Falsified Records Tried to Hide Neglect That Led To Death

Our firm was contacted by the family of a man who was a resident of a Kentucky nursing home. The family had concerns that their father was not receiving proper care while in the home. They had concerns about his sudden weight loss and several bed sores that had developed over the last few months. They had expressed their concerns to the nursing home administrator. The administrator met with the family and assured them that their concerns were listened to and that the staff would keep an extra eye on their father. In addition, the nursing home administrator indicated to the family that she had personally reviewed their father’s chart and that the care looked fine.

Despite these reassurances, the family considered moving their dad to a different home but had not yet been able to do so because of his Medicare/Medicaid status and the availability of beds within the nursing homes in Kentucky. They were on a waiting list for a nursing home near Louisville which was only about thirty more minutes from his current home in Western Kentucky. The family discussed having him move back in with them but decided it just wasn’t possible given his mental and physical condition. He stayed in the nursing home near E-town but never made it to his new home. He died within days of the family contacting us with their concerns. What happened?

Abuse and Neglect Are Impossible to Predict

Like many of Kentucky’s nursing home residents, their father was in poor health. He had begun to have increased problems with dementia and had had increased difficulty walking and caring for himself due to a broken hip that never healed quite right. He needed constant encouragement to eat and required physical therapy daily and frequent turning to prevent bedsores. Due to his decreased mobility he was at risk for skin breakdown. He wasn’t the easiest resident to handle. Still, he was entitled to proper care and promised as much by the nursing home who agreed to take him in as a resident and make money by billing his insurance.

Prior to being admitted to the defendant’s nursing home, our client could have gone to another home who offered to accept him but were located almost 45 minutes away from his family. Since the closer home promised to provide excellent care, they went with the closer home. There was no way the family could have known that they had made a poor choice and had been mislead by the nursing home. Even after they had suspicions that their father wasn’t receiving good care, they were reassured time and again by the nursing home staff that they were taking great care of their dad. This was not true.

Our Experts Uncovered False Records That Pointed to Our Client's Father Being Neglected

After being contacted by the family, our firm requested all of the nursing homes medical records and other documentation concerning their father. There were several hundred pages of information regarding their father’s medical care at the home. Our team then dove into the records to analyze his care. This process took several weeks as we organized and reviewed the records and discussed findings with experts we hired to review the records for indications of negligence and abuse.

During our review, it became apparent that a large majority of the records were almost identical in areas that should have shown variances.

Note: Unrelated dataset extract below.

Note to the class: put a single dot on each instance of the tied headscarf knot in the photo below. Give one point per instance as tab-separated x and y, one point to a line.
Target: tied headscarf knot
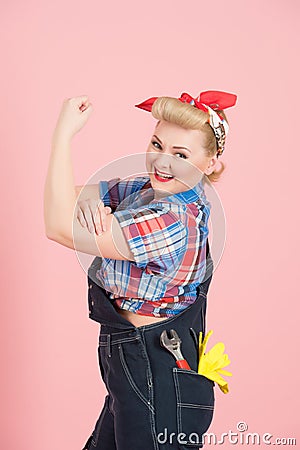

For instance, the blood pressure readings were identical. Everyday, no matter what time the reading was taken or who took the readings. His food intake records were the same. Everyday, regardless of what was served or how he felt he was documented as eating the exact same amount. His weight, despite visible signs of weight loss, was documented as the same, everyday, every time. This type of blatant false chart filling isn’t common but we have seen this before. The records were virtually worthless to determine what was actually being done to care for our client. They were, however, useful to demonstrate that they couldn’t be used to prove ANYTHING was being done for our client. They were, in fact, proof that he was not getting the care he deserved.

The staff charting aside, it was apparent from the intermittent hospital admissions and independent lab work that our client was not getting adequate nutrition nor was he being turned to prevent bedsores as he should have been. During the final admission to the hospital, serum protein levels indicated that our client was horribly malnourished. The documentation indicating that he had been consistently taking in enough nutrition was clearly false. He had been slowly starved to death. This fact, coupled with the apparent lack of being turned, were the perfect storm for bedsores to develop. Unfortunately, the bedsores became infected. In his weaked state, he was unable to fight off the infection and became septic. Once the sepsis set in, he only lasted a few days before passing away.

The Truth Can Be Uncovered With Experienced Attorneys Handling the Case

This case is a prime example that nursing home records are but one piece of the puzzle when investigating nursing home abuse and neglect cases. Nursing home resident’s records are often unreliable, disorganized, and rife with inaccuracies that often designed to benefit the nursing home versus the resident. Careful, thoughtful, examination must be undertaken to ensure that the truth is uncovered.

In the case above, we were able to cut through the charade of the bogus charting and prove that our client was not receiving the care he was documented as receiving. When we cross-examined the staff regarding the records, many admitted that the charting was bogus. The staff ultimately blamed the owners of the nursing home for understaffing the facility and not providing them with the proper training to care for residents such as our client. It was a classic, tragic example of profits over people.